Forgiveness of the environment and of road users
Crashes are going to happen. However, when they do, the road environment should built in a manner that decreases the likelihood of injury. For example, GDOT is applying this principle when moving utility poles from the roadside so that when vehicles do run off the road, the consequences are not fatal (we'll see where exactly the poles are moved to see if people walking also were considered). Another example of this in Atlanta is the Luckie Street PATH Parkway. If you’re a cyclist, you’ll notice that the curb facing cyclists is at a slightly curved angle. This is because a cyclist hitting this curb is much less likely to fall off than a cyclist hitting the 90 degree curbs created for cars. Unfortunately, crashes will occur. We need to do everything possible to ensure that those crashes are not always a tragedy.
State awareness by the road user
This refers to a driver’s assessment of their fitness or ability to perform the driving task. Have you been drinking? Are you too tired? Are you not confident driving in the snow? These are the sorts of questions one must ask and answer before getting behind the wheel.
Why is it important to designate these principles? These principles operationalize the Atlanta's vision to designers and engineers, and are a means to transparently communicate to the public the goals of ADOT projects. As it stands, we can only evaluate projects in terms of whether it has elements that the community requests (e.g. sidewalks, lane widths, cycle lanes), and only if they meet the needs of a community after they’ve been built (e.g. how many crashes after the “improvements,” vehicle volume). It’s difficult to state whether or not a project will improve safety, but we can state whether or not a project follows established principles that we know are associated with increased safety.
The Atlanta Transportation Plan and its Technical memos are great reading for any transportation wonks out there. If you have some time, I highly recommend reading Chapters 3 and 4 of the Streets Atlanta design guide and the Safer Streets Technical Memorandum.

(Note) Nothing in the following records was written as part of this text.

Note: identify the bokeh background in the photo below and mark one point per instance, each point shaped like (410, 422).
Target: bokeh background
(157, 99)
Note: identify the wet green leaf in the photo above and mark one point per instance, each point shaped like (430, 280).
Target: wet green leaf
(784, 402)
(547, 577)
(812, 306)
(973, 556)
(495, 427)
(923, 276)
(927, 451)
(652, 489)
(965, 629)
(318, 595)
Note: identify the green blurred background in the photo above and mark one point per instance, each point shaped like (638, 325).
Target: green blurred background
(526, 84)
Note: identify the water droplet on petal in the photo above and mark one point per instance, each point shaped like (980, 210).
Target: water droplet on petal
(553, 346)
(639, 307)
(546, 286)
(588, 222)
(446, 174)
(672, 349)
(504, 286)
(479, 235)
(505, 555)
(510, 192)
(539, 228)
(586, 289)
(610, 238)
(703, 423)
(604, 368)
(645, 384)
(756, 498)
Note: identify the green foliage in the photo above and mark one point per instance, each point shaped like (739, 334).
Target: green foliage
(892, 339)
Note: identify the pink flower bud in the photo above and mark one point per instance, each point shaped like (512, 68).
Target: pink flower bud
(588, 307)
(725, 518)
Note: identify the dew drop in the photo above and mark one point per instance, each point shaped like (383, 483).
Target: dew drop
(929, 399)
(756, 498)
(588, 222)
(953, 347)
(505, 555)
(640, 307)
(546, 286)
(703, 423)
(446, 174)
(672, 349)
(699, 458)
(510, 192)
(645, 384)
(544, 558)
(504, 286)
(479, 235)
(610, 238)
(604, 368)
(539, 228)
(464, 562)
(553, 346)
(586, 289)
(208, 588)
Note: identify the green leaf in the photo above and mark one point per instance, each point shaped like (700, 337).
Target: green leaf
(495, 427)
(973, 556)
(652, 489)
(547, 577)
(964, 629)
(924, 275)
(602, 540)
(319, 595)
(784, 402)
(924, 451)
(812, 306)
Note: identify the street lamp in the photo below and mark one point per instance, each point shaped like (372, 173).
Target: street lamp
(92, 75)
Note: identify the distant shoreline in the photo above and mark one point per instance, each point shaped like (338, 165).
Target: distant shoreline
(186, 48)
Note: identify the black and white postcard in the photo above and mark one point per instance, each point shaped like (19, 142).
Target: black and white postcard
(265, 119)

During Global Road Safety Week, I hope my fellow transportation professionals are taking a few minutes to think how we can save lives. No one in Atlanta should not be face a mortal risk when trying to get to school, work, groceries, or just go for a walk. With so many crashes on Atlanta’s streets, every single project is a safety project. As ADOT forms over the next few years, we need to think about what we want our streets to look like, and how to codify those priorities into policy.